Segundo o MPT, Sônia de Jesus tem 50 anos, é surda e vivia em um abrigo de crianças de São Paulo quando foi retirada do local pela sogra do desembargador aos 9 anos de idade. No início da adolescência, época em que a primeira filha dos investigados nasceu, Sônia foi entregue ao casal e passou a conviver com a família.
Apesar da alegação dos investigados de que Sônia era tratada como se fosse da família, ela nunca teve instrução formal, não aprendeu a ler e escrever e não foi alfabetizada na língua brasileira de sinais (LIBRAS). De acordo com o MPT, ela comunicava-se por meio de gestos simples e não possuía convívio social fora do ambiente dessa família. Ela passou a ter plano de saúde, CPF, RG e título de eleitor somente em 2021. Antes dessa data, seu único documento era a certidão de nascimento.
Os mandados de busca e apreensão na casa do desembargador e de sua esposa foram cumpridos pelo Grupo Especial de Fiscalização Móvel, com participação de auditores-fiscais do Trabalho, vinculados ao Ministério do Trabalho e Emprego (MTE), do MPT, MPF, Defensoria Pública da União (DPU) e Polícia Federal (PF).
Testemunhas relataram que Sônia dormia em dependências de empregadas tanto na casa do casal em Blumenau/SC, antes de o magistrado se tornar desembargador, quanto na residência em Florianópolis.
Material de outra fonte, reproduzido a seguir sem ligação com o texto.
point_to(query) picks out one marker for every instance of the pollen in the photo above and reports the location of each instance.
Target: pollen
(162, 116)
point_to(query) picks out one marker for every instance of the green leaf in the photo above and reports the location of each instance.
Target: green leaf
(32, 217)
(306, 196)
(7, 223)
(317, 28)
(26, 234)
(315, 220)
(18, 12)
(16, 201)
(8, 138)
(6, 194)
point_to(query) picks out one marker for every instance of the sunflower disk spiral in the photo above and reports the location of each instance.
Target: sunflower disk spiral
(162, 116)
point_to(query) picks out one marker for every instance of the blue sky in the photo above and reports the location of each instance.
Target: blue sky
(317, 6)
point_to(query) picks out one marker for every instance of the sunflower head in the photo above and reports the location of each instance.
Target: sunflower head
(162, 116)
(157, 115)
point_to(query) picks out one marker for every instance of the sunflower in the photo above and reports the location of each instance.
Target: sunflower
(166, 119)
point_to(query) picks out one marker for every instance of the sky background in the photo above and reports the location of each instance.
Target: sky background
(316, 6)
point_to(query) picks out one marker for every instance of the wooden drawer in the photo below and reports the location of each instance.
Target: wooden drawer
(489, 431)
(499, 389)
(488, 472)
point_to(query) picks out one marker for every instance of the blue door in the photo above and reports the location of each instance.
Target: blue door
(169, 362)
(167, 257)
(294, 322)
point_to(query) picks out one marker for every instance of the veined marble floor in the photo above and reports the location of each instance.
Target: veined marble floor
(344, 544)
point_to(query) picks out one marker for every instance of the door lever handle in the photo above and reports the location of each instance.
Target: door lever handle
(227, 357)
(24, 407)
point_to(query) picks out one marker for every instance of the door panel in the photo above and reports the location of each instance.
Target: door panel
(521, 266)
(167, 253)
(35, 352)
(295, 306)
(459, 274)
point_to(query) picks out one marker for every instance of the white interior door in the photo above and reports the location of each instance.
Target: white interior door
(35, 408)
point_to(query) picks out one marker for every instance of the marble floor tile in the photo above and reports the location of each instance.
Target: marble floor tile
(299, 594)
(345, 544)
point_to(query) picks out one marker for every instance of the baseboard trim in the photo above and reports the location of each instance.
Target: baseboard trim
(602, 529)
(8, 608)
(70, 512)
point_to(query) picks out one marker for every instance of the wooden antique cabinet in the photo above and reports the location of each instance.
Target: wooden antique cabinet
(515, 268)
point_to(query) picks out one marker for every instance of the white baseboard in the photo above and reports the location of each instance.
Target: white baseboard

Sônia foi acolhida por uma entidade que presta assistência social e psicológica e deve ser inserida em uma entidade filantrópica especializada na alfabetização e na socialização de pessoas surdas para que possa interagir com outras pessoas, desenvolver atividades lúdicas e desportivas e aprender a se comunicar em libras.
O MPT e a DPU poderão propor termo de ajuste de conduta (TAC), cobrar o pagamento de dívidas trabalhistas em conjunto com os auditores-fiscais do MTE e ajuizar ação civil pública em caso de recusa de assinatura de TAC. O MTE vai lavrar autos de infração e liberar guias para que Sônia de Jesus receba três parcelas de seguro-desemprego. A instituição também poderá inserir o desembargador no cadastro de empregadores que tenham submetido trabalhadores a condições análogas à escravidão (“lista suja”).